When I checked my photos later, I found that I had about six of the same photo. All are framed oddly, and none of which have a large enough depth of field to be fully in-focus. It proves we were there, but it’s not going to win any awards.
I guess the point that I’m trying to make is that just because someone has a nice camera doesn’t mean they’re a good photographer.
After La Citadelle
We still had some hours of daylight left after we finished the tour of La Citadelle, so we took our time wandering back towards our hostel. I got a few cool shots of the Château Frontenac up close as well as a statue that lives in the plaza outside.
Dinner and the Remainder of the Evening
Our first night in Quebec City was New Years Eve.
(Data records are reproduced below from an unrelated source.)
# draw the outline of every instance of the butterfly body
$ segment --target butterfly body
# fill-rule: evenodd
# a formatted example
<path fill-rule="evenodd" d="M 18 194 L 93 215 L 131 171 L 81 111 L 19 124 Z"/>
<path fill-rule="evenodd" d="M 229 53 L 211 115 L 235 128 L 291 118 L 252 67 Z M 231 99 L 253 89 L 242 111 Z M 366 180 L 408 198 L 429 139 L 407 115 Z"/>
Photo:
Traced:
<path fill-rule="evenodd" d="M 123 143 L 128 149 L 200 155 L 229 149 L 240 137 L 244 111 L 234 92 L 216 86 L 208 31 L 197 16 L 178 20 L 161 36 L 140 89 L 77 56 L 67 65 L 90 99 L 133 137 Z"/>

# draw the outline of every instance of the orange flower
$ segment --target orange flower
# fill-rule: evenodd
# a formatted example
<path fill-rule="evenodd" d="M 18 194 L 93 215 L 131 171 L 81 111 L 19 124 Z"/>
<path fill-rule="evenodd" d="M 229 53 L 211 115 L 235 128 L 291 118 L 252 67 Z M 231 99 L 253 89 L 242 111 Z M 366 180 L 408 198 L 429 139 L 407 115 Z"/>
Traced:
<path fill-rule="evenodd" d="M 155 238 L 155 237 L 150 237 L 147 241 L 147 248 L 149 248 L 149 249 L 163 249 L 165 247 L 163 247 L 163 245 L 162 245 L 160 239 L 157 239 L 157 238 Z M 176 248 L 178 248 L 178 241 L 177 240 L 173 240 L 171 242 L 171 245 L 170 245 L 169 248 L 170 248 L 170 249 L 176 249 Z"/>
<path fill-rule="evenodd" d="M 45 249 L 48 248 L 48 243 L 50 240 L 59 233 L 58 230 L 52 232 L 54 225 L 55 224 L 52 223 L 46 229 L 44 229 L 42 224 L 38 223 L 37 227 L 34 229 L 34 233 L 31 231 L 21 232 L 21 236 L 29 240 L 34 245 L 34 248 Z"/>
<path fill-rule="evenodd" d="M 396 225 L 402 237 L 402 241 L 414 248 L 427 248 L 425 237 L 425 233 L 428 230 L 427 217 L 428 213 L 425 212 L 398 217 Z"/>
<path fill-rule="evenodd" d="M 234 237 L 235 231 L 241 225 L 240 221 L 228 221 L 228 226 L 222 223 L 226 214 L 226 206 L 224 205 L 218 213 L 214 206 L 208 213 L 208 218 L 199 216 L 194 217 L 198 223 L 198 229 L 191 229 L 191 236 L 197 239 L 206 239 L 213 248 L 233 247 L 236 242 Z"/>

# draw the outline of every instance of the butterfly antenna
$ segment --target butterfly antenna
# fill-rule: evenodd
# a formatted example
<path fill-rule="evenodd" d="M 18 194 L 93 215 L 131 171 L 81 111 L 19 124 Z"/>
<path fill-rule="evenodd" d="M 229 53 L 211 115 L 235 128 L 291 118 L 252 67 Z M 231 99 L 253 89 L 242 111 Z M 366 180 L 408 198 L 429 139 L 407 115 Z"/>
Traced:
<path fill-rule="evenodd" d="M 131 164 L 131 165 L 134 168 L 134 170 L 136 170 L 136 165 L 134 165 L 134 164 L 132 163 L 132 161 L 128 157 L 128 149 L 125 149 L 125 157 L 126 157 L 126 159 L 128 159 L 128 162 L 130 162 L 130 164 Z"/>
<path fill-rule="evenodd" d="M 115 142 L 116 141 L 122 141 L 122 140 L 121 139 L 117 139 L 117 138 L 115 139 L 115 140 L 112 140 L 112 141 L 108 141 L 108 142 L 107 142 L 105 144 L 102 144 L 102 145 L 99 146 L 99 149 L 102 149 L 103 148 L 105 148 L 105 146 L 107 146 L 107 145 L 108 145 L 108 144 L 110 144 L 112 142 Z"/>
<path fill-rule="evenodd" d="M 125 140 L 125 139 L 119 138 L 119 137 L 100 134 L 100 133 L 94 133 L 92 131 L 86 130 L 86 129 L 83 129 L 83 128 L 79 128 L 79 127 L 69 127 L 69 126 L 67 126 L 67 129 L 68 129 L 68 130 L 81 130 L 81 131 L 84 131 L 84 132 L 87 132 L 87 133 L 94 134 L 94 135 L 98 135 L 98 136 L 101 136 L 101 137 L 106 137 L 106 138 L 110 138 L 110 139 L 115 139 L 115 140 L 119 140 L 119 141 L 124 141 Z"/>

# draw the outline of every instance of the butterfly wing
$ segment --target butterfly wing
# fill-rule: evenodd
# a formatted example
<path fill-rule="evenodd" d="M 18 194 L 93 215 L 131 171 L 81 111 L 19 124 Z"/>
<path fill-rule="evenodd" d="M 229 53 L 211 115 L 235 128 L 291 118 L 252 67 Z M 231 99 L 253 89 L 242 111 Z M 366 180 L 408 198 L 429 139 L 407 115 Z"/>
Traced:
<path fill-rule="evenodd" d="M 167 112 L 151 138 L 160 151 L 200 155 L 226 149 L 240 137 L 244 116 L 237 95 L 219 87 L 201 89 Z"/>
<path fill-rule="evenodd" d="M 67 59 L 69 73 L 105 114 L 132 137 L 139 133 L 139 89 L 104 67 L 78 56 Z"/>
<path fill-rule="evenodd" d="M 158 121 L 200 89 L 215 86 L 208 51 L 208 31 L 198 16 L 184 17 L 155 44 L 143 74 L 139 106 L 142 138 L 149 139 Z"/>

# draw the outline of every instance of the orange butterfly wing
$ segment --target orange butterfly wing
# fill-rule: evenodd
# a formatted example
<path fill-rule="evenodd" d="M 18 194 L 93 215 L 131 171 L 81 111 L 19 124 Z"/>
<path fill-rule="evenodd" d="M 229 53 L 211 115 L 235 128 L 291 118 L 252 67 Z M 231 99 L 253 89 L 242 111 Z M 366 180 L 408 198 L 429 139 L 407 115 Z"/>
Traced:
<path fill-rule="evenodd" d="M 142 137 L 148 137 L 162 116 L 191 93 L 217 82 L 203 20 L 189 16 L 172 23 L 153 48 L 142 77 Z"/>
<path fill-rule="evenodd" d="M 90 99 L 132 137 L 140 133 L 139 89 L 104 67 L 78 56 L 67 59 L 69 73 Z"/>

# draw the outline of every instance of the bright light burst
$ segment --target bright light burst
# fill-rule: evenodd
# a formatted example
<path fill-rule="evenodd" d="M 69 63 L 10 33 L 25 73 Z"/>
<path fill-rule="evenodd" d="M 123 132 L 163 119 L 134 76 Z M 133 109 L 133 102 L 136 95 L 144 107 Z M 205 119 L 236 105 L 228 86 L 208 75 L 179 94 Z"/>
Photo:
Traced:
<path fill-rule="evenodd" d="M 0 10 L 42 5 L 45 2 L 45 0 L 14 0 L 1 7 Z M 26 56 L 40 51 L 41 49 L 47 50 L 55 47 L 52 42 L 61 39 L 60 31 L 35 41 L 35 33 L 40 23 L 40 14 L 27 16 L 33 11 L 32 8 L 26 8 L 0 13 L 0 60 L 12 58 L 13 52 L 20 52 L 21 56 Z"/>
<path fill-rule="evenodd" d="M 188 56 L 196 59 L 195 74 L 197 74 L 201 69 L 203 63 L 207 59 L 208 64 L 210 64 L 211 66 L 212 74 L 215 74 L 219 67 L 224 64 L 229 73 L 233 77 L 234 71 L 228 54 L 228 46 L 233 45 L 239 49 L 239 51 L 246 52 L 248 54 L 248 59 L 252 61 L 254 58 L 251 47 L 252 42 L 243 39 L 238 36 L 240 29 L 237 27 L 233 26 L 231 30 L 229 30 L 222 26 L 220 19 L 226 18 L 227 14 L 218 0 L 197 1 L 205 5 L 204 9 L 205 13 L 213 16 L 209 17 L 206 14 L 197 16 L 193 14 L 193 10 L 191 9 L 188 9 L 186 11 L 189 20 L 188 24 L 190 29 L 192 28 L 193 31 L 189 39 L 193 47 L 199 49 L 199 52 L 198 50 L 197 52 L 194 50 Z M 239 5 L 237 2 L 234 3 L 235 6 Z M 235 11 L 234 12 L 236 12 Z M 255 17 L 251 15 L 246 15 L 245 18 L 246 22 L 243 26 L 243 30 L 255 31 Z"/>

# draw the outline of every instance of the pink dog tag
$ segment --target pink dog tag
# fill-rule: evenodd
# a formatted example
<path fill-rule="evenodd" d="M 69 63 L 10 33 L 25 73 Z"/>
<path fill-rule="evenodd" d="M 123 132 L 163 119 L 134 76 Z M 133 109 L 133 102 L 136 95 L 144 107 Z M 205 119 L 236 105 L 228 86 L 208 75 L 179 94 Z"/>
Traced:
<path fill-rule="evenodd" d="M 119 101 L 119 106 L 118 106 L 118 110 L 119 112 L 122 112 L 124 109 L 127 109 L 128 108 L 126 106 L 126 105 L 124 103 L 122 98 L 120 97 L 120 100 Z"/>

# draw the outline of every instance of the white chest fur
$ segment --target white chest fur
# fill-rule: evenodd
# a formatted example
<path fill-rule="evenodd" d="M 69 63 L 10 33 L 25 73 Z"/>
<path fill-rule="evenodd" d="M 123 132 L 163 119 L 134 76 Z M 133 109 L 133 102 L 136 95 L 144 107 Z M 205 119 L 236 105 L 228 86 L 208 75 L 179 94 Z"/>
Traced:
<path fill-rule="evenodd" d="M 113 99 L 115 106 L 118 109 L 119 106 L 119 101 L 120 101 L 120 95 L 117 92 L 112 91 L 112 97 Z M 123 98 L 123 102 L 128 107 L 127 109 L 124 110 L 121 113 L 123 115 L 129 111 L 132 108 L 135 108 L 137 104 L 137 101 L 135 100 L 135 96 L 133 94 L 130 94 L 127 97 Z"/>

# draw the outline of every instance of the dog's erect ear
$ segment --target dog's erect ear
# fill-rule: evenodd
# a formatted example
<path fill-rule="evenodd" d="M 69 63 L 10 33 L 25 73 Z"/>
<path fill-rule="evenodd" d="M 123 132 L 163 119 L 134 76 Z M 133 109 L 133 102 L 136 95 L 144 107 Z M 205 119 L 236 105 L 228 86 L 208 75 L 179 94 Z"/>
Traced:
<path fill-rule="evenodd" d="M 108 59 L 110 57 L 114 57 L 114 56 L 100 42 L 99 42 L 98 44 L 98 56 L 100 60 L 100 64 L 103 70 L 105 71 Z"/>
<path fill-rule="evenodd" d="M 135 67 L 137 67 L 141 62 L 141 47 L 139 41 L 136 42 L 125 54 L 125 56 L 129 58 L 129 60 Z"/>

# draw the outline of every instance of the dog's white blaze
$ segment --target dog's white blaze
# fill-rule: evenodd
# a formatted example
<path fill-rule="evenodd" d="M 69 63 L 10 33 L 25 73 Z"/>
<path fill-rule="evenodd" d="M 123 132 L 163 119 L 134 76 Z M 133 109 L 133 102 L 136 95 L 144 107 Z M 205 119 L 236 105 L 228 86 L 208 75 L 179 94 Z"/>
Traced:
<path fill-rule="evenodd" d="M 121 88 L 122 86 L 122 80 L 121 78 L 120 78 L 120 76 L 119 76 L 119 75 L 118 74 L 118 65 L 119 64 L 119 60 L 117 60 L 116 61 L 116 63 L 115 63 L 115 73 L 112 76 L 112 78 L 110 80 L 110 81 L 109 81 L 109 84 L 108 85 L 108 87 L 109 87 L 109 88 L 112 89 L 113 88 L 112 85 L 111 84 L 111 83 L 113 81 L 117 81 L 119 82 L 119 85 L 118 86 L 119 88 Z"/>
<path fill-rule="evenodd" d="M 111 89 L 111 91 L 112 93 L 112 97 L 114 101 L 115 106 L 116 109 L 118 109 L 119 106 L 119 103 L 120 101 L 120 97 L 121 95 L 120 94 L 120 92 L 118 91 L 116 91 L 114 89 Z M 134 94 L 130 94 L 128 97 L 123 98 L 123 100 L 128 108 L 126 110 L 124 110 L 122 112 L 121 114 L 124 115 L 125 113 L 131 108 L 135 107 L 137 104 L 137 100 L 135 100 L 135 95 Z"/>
Yes, we’d left Montreal—a hub for parties and nightlife—to come to a small river town way out of the way. Bars filled with people buying drink packages and restaurants were booked out for the evening.
We had made no such plans, so we went off to find a place that had an open table. And boy, did we find one.
From the main street, a sandwich board sign pointed down a dimly lit alleyway. At the end was La Maison Marocaine. This small Moroccan joint wasn’t exactly hoppin’ at 8:30 at night. We were able to be seated quickly (most of our wait was because we couldn’t choose which table we wanted).
We ordered spicy dishes and drank tea at a casual pace. While we were there, not one person came in which was sad because I actually liked this place. I had a spicy sausage, and Sarah had the Vegetable Couscous. I’d wholly recommend it, but I’m also biased: I love all kinds of Mediterranean food. It’s the key to my cold heart.
New Years Eve in Quebec City
We planned to go to the New Years Festival in Parliament Square, but couldn’t stomach spending more time outside. We could have gone to a bar, but the bar packages were expensive and catered exclusively to the backpackers that come to the Old City.
So after dinner, we headed back to our accommodation and made the tactical decision to sit in the common area of our hostel and meet people. After a while, we were joined by two Canadians, an Aussie, and two Koreans who started playing Monopoly.
I started a conversation with one of the Canadians from Alberta by quoting Letterkenny Problems. I picked his brain about the non-French Canadian Canada like whether he rooted for the Oilers or the Flames. His answer in a hammed-up rural accent: “I’ll tell ya, I wouldn’t call myself an Oilers fan but that team in Calgary can fuck right off.”
I also asked him if I should visit Edmonton, and his answer was “No. Don’t. I only go back because I was born there.” A ringing endorsement, I must say.
At the end of the evening, the Monopoly group went out to drink but Sarah and I were done. We kissed at Midnight, heard the fireworks go off, and went to bed.